The C. P. R. is building a $2,000,000 double-track railway bridge across the Pitt River and has double-tracked the distance between Coquitlam and Vancouver, preparatory to the doing of an immense business. The provincial government of British Columbia will within the next few weeks begin construction on an electric railway and vehicular bridge to cross the Pitt a few rods north of the C. P. R. structure.

The old village of New Westminster junction is being absorbed in the new city, which will soon be incorporated under the name of Port Coquitlam. The new Port Coquitlam station, which is to cost about $30,000, is about 3,000 feet east of the old station, while the new business district is to be located in the centre of First Division.

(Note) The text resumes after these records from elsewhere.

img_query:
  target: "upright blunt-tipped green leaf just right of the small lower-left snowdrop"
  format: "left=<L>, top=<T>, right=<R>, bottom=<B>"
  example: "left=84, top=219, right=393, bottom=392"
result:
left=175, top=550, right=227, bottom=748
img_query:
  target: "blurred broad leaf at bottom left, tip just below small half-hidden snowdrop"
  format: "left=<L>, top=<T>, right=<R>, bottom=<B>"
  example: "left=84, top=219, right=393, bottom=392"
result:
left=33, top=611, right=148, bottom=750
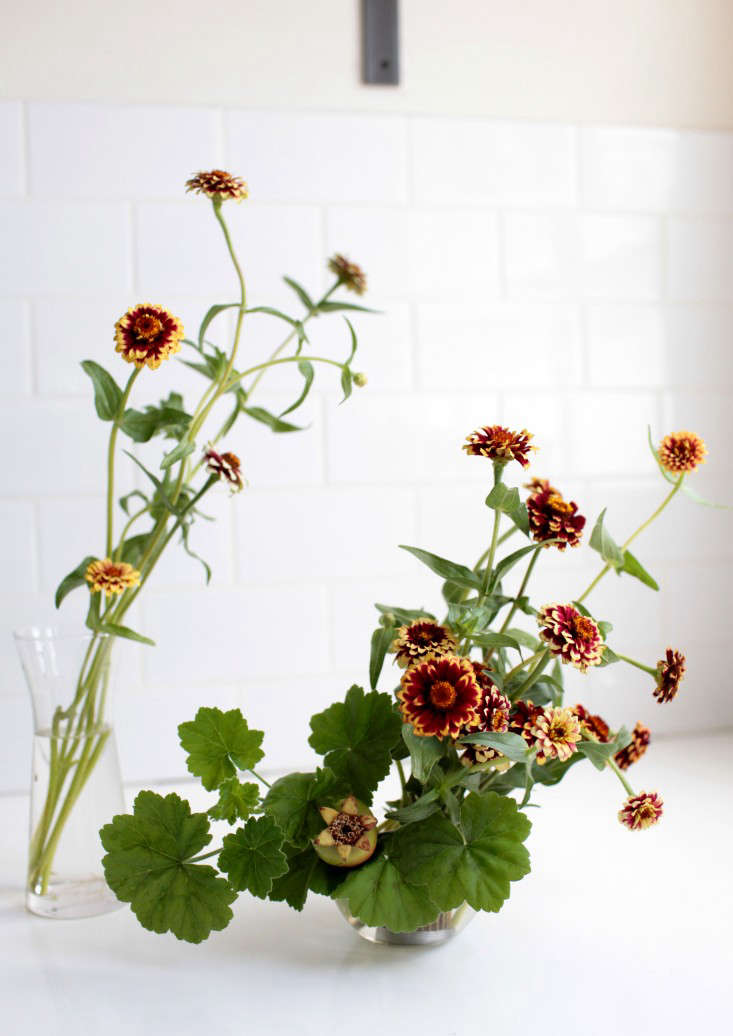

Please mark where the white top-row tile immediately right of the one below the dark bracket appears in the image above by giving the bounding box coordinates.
[411,118,576,206]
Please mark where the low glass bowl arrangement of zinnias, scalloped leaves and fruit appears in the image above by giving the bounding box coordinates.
[100,426,706,943]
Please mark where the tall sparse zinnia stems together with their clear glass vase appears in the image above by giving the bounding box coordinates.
[17,170,367,917]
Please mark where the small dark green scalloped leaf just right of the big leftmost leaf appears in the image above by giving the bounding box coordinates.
[218,816,288,899]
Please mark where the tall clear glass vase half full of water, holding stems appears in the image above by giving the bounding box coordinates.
[14,627,125,918]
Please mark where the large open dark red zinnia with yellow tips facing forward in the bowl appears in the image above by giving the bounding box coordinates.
[398,655,481,738]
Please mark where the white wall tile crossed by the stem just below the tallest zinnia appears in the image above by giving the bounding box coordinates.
[136,198,325,307]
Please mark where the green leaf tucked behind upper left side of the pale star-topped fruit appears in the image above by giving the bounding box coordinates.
[262,770,349,848]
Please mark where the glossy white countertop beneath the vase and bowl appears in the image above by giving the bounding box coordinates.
[0,735,733,1036]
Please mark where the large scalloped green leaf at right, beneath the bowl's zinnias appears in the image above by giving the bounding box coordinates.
[390,792,531,912]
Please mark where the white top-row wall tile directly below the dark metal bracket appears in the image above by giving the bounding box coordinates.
[226,112,407,203]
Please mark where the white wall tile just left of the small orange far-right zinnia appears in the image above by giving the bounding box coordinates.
[569,392,658,474]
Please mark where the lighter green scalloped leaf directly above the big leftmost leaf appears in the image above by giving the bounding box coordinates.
[178,707,265,792]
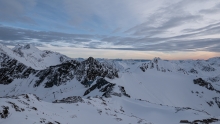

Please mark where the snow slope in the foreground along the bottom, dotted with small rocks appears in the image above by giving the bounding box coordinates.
[0,94,217,124]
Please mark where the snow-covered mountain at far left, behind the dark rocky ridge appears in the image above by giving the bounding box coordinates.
[0,44,70,70]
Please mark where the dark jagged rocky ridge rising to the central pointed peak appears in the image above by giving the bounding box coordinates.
[35,57,118,88]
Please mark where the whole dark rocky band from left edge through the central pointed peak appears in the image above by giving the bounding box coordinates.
[0,53,118,88]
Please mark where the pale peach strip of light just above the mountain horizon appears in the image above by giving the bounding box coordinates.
[38,46,220,60]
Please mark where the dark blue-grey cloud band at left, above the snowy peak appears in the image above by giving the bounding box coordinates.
[0,26,97,46]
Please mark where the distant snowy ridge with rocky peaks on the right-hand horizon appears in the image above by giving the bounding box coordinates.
[139,57,220,78]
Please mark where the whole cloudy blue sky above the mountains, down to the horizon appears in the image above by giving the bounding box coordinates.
[0,0,220,60]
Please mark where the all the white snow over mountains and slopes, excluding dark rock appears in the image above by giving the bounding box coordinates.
[0,44,220,124]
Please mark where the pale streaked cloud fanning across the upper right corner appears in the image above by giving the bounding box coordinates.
[125,0,220,37]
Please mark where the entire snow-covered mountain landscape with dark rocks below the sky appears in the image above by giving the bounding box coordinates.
[0,45,220,124]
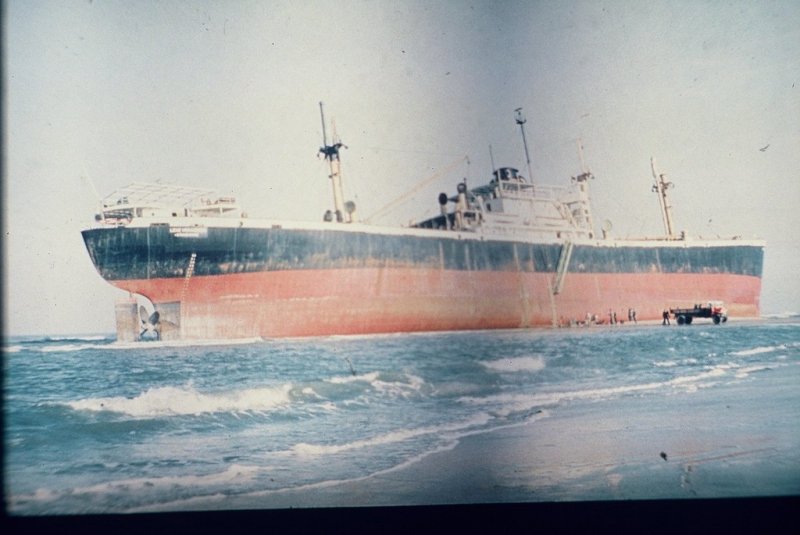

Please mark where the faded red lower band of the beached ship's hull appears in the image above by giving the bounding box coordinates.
[113,268,761,339]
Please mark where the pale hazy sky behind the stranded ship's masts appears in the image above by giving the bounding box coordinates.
[3,0,800,335]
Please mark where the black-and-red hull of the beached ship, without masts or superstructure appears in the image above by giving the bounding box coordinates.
[84,226,763,339]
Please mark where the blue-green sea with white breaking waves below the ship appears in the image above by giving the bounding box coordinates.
[3,318,800,515]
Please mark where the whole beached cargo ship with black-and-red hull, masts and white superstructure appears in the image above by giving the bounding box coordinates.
[82,104,765,341]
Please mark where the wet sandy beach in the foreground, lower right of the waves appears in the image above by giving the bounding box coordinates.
[158,360,800,511]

With the development of the C. P. R. Western terminals, the establishment of industries and the building up of the district comes a general influx of minor industries which are locating close to the C. P. R. holdings. All of these are to be provided by the Coquitlam Terminal Company with track and yard facilities to be found on no other industrial sites near Vancouver. Another important factor in the consideration of Coquitlam is that workingmen can secure sites for homes at prices very much cheaper than in Vancouver By the same token sites for industries can be secured cheaper at Coquitlam and with much bigger, broader and better facilities than at Vancouver.

Coquitlam is, as one railway man declared, “to be the distributing point of Western Canada. It will form the working portion of Greater Vancouver. There will be located the industries, the life, the pulse of the Canadian Pacific coast. 

 In the same issue an advertisement for the Coquitlam Terminal Company, this company operated for at least five years, and extensivley  promoted themselves. I have an extensive collection of information about this company.